Could you ever support such a candidate?
Yes. You did. In 1976, 1980 and 1984. Because the candidate described in each of the above quotes is not the much-maligned current media punching bag Sarah Palin. It's Ronald Wilson Reagan.
Reagan was seen as a rube, a throwback to a nostalgically nonexistent past, an empty vessel spouting radical propaganda. He was stupid, incompetent, dangerous. Katie Couric would have torn him apart on primetime television. "Saturday Night Live" would have had a field day.
And he won.
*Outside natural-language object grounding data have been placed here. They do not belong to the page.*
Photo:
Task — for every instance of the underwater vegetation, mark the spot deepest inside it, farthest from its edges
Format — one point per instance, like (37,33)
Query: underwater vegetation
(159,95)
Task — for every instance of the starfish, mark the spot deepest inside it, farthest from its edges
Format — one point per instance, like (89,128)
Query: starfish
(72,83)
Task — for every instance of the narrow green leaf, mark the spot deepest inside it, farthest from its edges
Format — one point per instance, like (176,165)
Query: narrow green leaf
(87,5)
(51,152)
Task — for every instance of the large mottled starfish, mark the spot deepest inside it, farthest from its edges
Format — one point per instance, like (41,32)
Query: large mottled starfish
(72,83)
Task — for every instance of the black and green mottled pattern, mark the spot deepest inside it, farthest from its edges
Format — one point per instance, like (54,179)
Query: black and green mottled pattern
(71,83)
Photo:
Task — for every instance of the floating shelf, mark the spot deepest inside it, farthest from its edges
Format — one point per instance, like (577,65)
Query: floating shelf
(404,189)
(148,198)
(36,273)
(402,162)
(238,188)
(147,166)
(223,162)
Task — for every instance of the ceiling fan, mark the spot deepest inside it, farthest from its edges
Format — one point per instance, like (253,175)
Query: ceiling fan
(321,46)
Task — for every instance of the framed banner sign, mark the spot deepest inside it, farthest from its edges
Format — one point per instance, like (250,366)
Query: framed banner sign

He won big.
He almost wrested the Republican nomination from a sitting president in 1976. He won the White House in 1980 in a landslide that makes the recent Obama-McCain matchup look like Nixon/JFK 1960. He won it again in 1984 while turning Walter Mondale into Judge Doom at the end of "Who Framed Roger Rabbit."
Here's the problem for the liberal media establishment and their erstwhile allies in the Rockefeller wing of the GOP: their hatred and scorn does not ensure their victory. Every Republican who does not have any Ivy League degree, who draws significant crowds, who does not pay homage to government spending and social libertinism, is derided as a boob and a fool. "Ridicule," said Saul Alinsky, "is man's most potent weapon."
Only sometimes, ridicule does not work.
Ridicule does not work when the times are too serious to merit the quick and easy dismissal of a promising candidate. It does not work when a candidate is simply too likeable to be pilloried as a budding mass murderer (the Democrats achieved that image with Goldwater, but they failed with Reagan). It does not work when a candidate is seen not just as an ideological warrior, but also as a truly human hero by millions across the country.
Is Sarah Palin another Ronald Reagan? It's far too early to say. It's easy to write her off now, but if the economy continues to dive due to the Democrats' inflation of the currency and earth-shattering spending, Americans will be less apt to worry about Sarah Palin's moose hunting. If the war in Afghanistan continues to be a quagmire, and if President Obama embraces a Vietnam-style "graduated escalation" rather than a sudden troop surge, Americans will not be interested in Levi Johnston. If President Obama remains a failure in four years, Sarah Palin will look like a welcome alternative -- and her common sense speaking style and plain-spoken outsider status will contrast favorably with the corrupt dealing and Adlai Stevenson-esque rhetorical cloudbursts President Obama so adores.
After Reagan's presidency, reporter and ardent Reagan foe Sam Donaldson of ABC explained his appeal. "We thought he was a lightweight, and maybe he didn't know everything, but he was a tenacious fellow who knew what he wanted." In the end, the American people knew what Reagan wanted, and they embraced him for it. And all the ridicule in the world didn't matter.